Wezel, hermelijn en bunzing lijken steeds zeldzamer te worden in Nederland. Deze kleine marterachtigen worden nauwelijks meer waargenomen in het wild. Onderzoek moet uitwijzen hoe dat komt.
Ook in onze buurlanden worden wezel, hermelijn en bunzing steeds minder vaak waargenomen. Het is net als in Nederland nog onduidelijk hoe dat komt. Daarom is de Werkgroep Kleine Marterachtigen opgericht. In Vroege Vogels starten Erwin van Maanen en Jeroen Mos met een uniek onderzoek naar de verspreiding van deze kleine roofdieren.

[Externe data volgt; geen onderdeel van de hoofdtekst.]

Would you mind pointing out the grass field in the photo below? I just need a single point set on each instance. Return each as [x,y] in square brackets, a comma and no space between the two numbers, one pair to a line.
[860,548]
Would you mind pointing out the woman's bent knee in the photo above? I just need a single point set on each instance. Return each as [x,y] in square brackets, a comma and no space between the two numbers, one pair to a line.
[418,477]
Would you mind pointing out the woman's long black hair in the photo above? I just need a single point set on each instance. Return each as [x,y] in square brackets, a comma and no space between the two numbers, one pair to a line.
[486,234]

De middelen die ze gebruiken om de kleine marters te detecteren zijn sporentunnels, een camervaldoos ontwikkeld door Jeroen Mos (de zogenaamde ‘Mostela’) en de ‘jiggler’: een thee-ei gevuld met visolie voor een cameraval: vooral bunzingen komen hierop af.
Bunzing
De bunzing was een van de weinige soorten die bij het opstellen van de nieuwe Nederlandse Rode Lijst van bedreigde zoogdieren in 2006 niet kon worden beoordeeld, wegens ‘onvoldoende gegevens’. Reden voor de Zoogdiervereniging om extra aandacht aan de bunzing te besteden en deze marterachtige tot soort van het jaar 2008 uit te roepen.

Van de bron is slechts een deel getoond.